Tuesday, October 29, 2013

I'd Like Another Offspring. I Don't Want Another Child.

First of all, don't panic, Janelle.  Everything I'm about to write is something you've heard me say before.

I recently read some thoughts from an anonymous internet user contemplating whether he should have another child.  As I got to thinking about what he wrote, I decided that airing why I have chosen not to have more children might be amusing.  At least to some.  Undoubtedly, some of you will find it horrifying.

I have two of the most precious and adorable daughters you are ever going to meet.  I say that completely objectively.  Really.  Stop rolling your eyes.

My older daughter, Bug, is just over five and a half years old, and Byrd is just about to turn two.  I can honestly say that the past four years of my life have been the most fun and exciting years I have ever lived.

Are you doing the math?  I can hear some of you thinking.  "Wait a minute?  His daughter is five years old and he only counts the last four as the most exciting years of his life?"  Yeah.  News flash: the first year and a half isn't all that exciting.

So let me be perfectly candid.  Bug and Byrd are the first two children in my life that I have ever really liked.  Most other children I merely tolerate.  I just don't really care for children.  They're fun in small doses, and it's nice that they exist.  But I want them to be someone else's problem--I don't want to spend any significant amount of time with children1.

That starts to change about the time that they turn 13.  Hopefully, none of my young scouts will read this, because I don't really even enjoy the 11 and 12 year olds.  They're still too child like.  But about the time they hit that first growth spurt, develop real physical strength, and begin to explore the world through the eyes of a budding young adult--that's exciting!  I love being around for that.

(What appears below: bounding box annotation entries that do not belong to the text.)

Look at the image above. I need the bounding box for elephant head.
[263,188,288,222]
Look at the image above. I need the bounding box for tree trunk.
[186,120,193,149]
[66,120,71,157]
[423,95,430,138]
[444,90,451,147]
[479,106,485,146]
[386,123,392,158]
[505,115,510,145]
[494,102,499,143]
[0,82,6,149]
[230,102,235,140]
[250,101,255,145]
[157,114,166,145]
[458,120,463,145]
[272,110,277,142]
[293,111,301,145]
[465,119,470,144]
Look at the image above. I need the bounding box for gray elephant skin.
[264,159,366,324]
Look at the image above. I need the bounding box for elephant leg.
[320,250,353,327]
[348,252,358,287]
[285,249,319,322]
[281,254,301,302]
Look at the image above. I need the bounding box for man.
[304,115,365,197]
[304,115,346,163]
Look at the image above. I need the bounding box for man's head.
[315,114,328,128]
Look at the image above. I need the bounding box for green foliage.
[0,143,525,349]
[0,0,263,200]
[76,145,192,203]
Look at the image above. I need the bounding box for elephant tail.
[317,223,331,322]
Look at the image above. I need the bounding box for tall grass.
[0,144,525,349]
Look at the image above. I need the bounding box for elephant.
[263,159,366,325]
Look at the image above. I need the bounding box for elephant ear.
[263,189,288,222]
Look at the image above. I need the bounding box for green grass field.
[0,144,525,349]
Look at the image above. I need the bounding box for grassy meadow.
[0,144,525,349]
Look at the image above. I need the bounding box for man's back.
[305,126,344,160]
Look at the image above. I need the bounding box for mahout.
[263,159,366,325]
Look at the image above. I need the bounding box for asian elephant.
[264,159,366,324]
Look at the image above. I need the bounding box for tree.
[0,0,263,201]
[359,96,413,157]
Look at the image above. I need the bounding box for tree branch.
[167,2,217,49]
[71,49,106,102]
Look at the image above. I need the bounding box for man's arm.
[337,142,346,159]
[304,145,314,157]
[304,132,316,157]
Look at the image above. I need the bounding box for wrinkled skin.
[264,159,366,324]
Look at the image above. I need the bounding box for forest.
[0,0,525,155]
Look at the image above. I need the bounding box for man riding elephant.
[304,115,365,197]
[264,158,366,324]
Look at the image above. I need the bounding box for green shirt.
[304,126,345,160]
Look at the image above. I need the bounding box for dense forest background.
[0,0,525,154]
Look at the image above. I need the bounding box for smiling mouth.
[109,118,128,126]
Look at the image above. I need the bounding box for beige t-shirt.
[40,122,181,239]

But I'm only willing to endure so much of children in order to experience their lives as teenagers and adults.  Which is a big reason I'm not having more children.  And now, for your enjoyment, a list of the four biggest reasons I have given to my wife for why I will not have any more children (don't worry, we're in agreement on this topic--unless she's changed her mind in the past couple of weeks, in which case, things will be really awkward at home tonight).
  1. I refuse to deal with another newborn.  After Byrd was born, Janelle ended up taking a trip to California to visit family.  She took the then three-week-old Byrd with her and was gone for about 10 days or so.  Up to that point, I thought I was adapting to having a newborn in the house pretty well.  I had at one point thought to myself, "I must be an awesome parent.  I don't feel all that phased by this whole new-baby thing."  After they left, I felt like a completely different person.  I had energy and motivation.  I felt alive.  Then, after 10 days of solid sleep, Janelle and Byrd came home and for the next three weeks I felt like crap.  I'm not putting myself through that again.
  2. I only marginally enjoy the first 18 months.  Byrd is about to turn two.  It's only been the past six months that I've had much interest in her, or even seen her as a person.  The way I feel about her now is an entirely different universe compared to how I felt about her 8 months ago.  I don't think I have the will to endure another 18 months of only obligingly caring about the food processor bundled up in the blanket.  
  3. I don't want another daughter.  I repeat, I do not want another daughter.  I might be able to convince myself to overcome items 1 and 2 on this list if I could be guaranteed a boy. But I know the probability is still 0.50 and if I were to have a third daughter, it would just be a child I didn't want.  That's extremely unfair to the child2.
  4. I feel like I'm at the limit of what I can handle emotionally.  At least with children.  I could probably take on three teenagers without a problem.  But this childhood stuff is hard on me. I just don't enjoy it enough to do it with a third. 
There are a number of other reasons I could list, but they are far more personal than I'm willing to share.  

1 Though I say this, the past few months, whenever I've dropped Byrd off at the nursery in church, I've stayed to help when there are more screaming children than there are adults in the room. And I rather enjoy helping calm the children and encouraging them to play instead of wailing for mom and dad. But that's probably the difference between meaningful service and living with the brat [there has been some concern raised that my casual and irreverent humor doesn't come across well in my use of the word 'brat' here.  It's nothing personal; and is meant to reflect the difference in attitudes we feel between our own children and other people's children].

2 Yes, I know I'd get over that once the kid was actually born. But this isn't about what life would be like then. It's about how I feel now.